The Venetian Fortress of Palmanova only 108 km to the north-east of Venice

The plan of conquering Italy remained a priority for the Ottomans though. The defeat of the Hungarian Kingdom opened an alternative route to Italy. Ottoman Cavalry reached Venetian Friuli in 1472 and regularly raided it. Venice had to build the fortress of Palmanova, only 108 km from Venice, to keep the raiders away. Eventually, invading Italy via Hungary was too cumbersome. Pulling heavy siege artillery over land was not feasible. These artillery pieces required transportation by water. But Rome was too lucrative a target to let go. It was not only rich and had symbolic value. The Pope also finance most of the Spanish and Genovese war galleys - a big obstacle in the Ottoman's expansion plans.

King Francis I and Sultan Suleiman the Great - the two Monarchs never met in Life

With the Franco-Turkish Alliance (1536 – 1553) between French King Francis I and Sultan Suleiman the Magnificent, the old invasion plans were dusted off.
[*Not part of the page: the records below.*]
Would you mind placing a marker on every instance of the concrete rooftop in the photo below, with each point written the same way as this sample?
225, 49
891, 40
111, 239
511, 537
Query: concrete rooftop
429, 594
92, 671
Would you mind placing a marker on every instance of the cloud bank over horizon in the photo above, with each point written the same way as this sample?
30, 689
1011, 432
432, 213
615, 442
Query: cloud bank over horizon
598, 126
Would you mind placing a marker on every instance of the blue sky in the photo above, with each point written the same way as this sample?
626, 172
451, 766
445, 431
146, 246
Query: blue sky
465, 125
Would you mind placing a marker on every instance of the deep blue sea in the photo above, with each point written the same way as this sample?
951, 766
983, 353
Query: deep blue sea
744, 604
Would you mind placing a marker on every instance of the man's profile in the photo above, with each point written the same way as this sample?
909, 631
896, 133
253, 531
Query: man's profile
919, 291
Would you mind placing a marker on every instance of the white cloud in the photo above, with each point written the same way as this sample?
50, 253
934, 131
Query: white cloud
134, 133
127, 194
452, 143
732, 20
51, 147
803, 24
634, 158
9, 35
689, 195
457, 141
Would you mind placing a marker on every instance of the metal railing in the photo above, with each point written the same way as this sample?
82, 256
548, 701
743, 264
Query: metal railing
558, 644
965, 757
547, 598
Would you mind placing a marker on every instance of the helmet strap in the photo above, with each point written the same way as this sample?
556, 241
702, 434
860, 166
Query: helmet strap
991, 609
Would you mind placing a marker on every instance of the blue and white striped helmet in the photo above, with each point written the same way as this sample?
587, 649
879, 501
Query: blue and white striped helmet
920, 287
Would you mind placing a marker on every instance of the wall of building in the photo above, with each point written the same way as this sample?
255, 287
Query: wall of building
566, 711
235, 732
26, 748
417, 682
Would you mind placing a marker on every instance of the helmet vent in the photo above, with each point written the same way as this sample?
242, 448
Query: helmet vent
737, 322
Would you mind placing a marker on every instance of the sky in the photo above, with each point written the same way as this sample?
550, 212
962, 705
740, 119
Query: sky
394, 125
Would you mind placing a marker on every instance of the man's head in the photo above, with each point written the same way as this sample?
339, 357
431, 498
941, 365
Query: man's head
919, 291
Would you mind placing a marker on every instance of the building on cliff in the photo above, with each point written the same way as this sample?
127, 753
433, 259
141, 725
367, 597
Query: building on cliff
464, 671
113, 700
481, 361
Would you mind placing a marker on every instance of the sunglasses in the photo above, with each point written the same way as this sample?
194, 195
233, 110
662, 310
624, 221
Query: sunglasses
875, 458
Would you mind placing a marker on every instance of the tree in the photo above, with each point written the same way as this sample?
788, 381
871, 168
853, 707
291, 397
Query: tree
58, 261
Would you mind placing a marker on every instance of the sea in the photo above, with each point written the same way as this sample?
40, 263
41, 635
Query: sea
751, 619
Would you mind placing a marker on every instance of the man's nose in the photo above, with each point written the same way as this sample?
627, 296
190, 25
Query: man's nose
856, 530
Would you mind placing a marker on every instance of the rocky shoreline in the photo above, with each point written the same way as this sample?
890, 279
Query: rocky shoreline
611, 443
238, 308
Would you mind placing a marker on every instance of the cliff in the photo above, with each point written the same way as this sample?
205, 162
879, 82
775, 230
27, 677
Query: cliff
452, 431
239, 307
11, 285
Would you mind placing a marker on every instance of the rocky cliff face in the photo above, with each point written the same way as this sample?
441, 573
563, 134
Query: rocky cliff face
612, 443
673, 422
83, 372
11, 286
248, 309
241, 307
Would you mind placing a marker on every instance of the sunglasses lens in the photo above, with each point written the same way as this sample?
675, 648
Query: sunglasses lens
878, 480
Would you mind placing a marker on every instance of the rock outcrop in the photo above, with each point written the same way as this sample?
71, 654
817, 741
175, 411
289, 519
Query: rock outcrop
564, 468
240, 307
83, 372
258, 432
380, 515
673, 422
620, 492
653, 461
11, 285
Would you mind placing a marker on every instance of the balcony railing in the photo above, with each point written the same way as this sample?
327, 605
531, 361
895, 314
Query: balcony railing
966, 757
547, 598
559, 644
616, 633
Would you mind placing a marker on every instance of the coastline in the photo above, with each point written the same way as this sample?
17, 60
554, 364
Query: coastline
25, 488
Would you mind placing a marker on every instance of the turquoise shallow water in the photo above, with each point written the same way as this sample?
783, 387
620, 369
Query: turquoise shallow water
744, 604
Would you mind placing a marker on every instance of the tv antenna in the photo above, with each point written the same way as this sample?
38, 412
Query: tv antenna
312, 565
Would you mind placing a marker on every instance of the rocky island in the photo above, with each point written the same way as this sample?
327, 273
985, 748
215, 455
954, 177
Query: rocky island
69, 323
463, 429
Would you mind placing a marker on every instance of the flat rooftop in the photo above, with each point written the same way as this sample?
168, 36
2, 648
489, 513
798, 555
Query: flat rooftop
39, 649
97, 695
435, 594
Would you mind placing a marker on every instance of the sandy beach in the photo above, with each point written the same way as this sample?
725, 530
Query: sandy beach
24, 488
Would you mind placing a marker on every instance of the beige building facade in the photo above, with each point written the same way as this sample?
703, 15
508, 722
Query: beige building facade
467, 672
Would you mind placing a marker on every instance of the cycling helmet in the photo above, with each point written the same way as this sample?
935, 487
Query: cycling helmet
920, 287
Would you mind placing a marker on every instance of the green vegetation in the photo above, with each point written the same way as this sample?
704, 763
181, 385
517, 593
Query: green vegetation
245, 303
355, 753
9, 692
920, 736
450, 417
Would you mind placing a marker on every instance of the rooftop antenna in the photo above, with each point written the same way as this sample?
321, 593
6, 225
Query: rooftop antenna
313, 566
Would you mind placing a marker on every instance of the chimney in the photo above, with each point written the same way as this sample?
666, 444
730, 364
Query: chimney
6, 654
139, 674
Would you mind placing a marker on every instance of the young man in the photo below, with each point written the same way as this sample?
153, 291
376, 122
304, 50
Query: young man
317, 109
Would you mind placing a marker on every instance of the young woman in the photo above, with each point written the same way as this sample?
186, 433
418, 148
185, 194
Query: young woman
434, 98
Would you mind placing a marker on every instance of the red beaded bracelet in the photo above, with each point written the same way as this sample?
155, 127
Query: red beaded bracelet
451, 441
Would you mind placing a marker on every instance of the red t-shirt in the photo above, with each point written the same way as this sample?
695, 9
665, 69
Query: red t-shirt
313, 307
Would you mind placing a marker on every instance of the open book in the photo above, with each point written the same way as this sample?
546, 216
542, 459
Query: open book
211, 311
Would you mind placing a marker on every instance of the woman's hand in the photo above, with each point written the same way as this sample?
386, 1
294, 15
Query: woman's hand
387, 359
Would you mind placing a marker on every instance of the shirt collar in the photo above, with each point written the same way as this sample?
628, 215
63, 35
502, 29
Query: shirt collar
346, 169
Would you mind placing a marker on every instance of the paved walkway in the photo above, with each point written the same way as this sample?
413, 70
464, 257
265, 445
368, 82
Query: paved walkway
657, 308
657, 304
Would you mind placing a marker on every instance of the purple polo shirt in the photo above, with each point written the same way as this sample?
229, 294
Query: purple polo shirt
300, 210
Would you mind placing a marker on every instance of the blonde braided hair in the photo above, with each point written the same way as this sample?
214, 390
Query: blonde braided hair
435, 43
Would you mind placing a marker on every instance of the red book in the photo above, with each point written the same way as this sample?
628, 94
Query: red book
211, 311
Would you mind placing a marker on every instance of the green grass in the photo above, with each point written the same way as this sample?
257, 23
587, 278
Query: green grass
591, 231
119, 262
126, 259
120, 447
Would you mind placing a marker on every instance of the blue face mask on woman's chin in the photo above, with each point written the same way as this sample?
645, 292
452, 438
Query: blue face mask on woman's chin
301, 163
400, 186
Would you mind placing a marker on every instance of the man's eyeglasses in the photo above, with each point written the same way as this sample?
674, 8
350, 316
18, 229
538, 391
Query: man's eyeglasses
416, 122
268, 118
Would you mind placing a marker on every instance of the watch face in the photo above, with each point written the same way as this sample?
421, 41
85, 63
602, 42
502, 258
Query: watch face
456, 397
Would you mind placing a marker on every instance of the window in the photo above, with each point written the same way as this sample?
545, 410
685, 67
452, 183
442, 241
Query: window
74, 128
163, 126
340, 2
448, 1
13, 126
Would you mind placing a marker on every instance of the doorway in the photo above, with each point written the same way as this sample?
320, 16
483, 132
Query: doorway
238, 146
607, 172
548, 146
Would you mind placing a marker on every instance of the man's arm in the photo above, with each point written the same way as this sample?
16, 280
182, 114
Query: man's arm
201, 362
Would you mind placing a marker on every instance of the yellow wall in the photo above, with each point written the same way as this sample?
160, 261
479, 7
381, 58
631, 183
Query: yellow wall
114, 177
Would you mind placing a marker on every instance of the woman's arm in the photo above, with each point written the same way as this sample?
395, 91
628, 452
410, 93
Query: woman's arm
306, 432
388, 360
Francis I’s fear of losing his beloved France to Charles V, the German Emperor and Head of the House of Habsburg, let him to conclude an alliance treaty with the Ottoman Empire. Suleiman was interested too in order to revenge the loss of Tunis to Charles V. the year before. The House of Habsburg was the biggest obstacle to the westward expansion of his Empire. By 1536 the Ottoman Fleet wintered in Toulon in 1536 and conducted joint operations against Nice the following year.

Francis gave Suleiman this 4 Layer Tiara as a present - the Pope's Tiara has only 3 Layers - the Symbolism of the Gift is striking! A Monarch mightier than the Pope

The Turkish-French plans for military cooperation were quite precise. In 1537, Francis I was supposed to invade the Lombardy and take Milan and Genoa whilst Suleiman would attack Italy from the south and raid with his fleet the Mediterranean coasts of Italy, Spain, Corsica, Sardinia and Sicily. For the invasion, Suleiman concentrated an army of 300’000 men with 100 galleys in the bay of Vlore, ready to strike. An advance Turkish Force landed in Castro in Apulia in July 1537, but pulled back when word came down that Francis I had attacked the Netherlands instead (have not found out why yet). Being left alone, Suleiman then decided to take Corfu from the Venetians. But Corfu was far too well fortified. A modern fortress like Corfu could resist for several months to even the biggest attacker. When the sailing season came to an end in October, Suleiman and his forces lifted the siege and returned home. The invasion of Italy was never seriously considered again.

The threat for Rome in 1537 was tangible and far more serious than the one in 1480. This time round, the Ottoman Navy dominated the Mediterranean and operated everywhere with impunity. The 100 plus galleys under the capable and ruthless leadership of Corsair Admiral Barbarossa had no match. Even Andrea Doria, the famous Genovese Admiral, avoided a head on battle. It was too risky. The Ottoman fleet was perfectly able to secure the sea lanes to Italy and ship the siege artillery and all necessary supplies to an invading force.

Pope Paul III worried a lot about the Ottoman Threat

No wonder then that Pope Paul III was in high alert in 1536 and did everything to strengthen and modernize the Aurelian Walls which date back to the Roman Empire. When we queue for the Vatican Museum these days, we do this around these walls. The Muslim Crescent never made it on the top of the St Peter’s Basilica. But had the French King kept its word, it could well have been possible. We may all be Muslims now, but definitely would speak Turkish rather than English at university.